Hacker News new | ask | show | jobs
by tetha 836 days ago
Curiously, this is a big facet in our dev/ops re-organization.

For example, we in infra-operations are responsible to store data customers upload into your systems. This data has to be considered not reproducible, especially if it's older than a few days. If we lose it, we lose it for good and then people are disappointed and turn angry.

As such, large scale data wipes are handled very carefully with manual approvals from several different teams. The full deletion of a customer goes through us, account management, contract and us again. And this is fine. Even with the GDPR and such, it is entirely fine that deleting a customer takes 1-2 weeks. Especially because the process has caught errors in other internal processes, and errors in our customers processes. Suddenly you're the hero vendor if the customer goes "Oh fuck, noooooo".

On the other hand, stateless code updates without persistence changes are supposed to be able to move as fast as the build server gives. If it goes wrong, just deploy a fix with the next build or roll back. And sure you can construct situations in which code changes cause big, persistent, stateful issues, but these tend to be rare with a decent dev-team.

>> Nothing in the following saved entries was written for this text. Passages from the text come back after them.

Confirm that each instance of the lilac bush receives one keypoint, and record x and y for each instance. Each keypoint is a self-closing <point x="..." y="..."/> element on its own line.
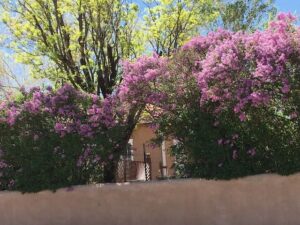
<point x="234" y="102"/>
<point x="51" y="139"/>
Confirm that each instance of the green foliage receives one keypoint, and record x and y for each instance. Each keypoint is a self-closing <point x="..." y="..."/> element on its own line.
<point x="170" y="23"/>
<point x="80" y="42"/>
<point x="241" y="15"/>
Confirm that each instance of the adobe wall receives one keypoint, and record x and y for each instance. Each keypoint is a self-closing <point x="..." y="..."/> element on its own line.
<point x="143" y="134"/>
<point x="264" y="199"/>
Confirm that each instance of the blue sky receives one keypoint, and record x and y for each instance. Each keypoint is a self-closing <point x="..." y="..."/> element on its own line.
<point x="292" y="6"/>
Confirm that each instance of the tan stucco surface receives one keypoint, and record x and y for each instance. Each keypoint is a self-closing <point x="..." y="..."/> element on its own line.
<point x="143" y="134"/>
<point x="265" y="199"/>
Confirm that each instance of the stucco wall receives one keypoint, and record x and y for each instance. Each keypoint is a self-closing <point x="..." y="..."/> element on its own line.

We as infra-ops and central services need to be robust and reliable and are fine shedding speed (outside of standard requests) for this. A dev-team with a good understanding of stateful and stateless changes should totally be able to run into a wall at full speed since they can stand back up just as quickly. We're easily looking at hours of backup restore for hosed databases. And no there is no way to speed it up without hardware changes.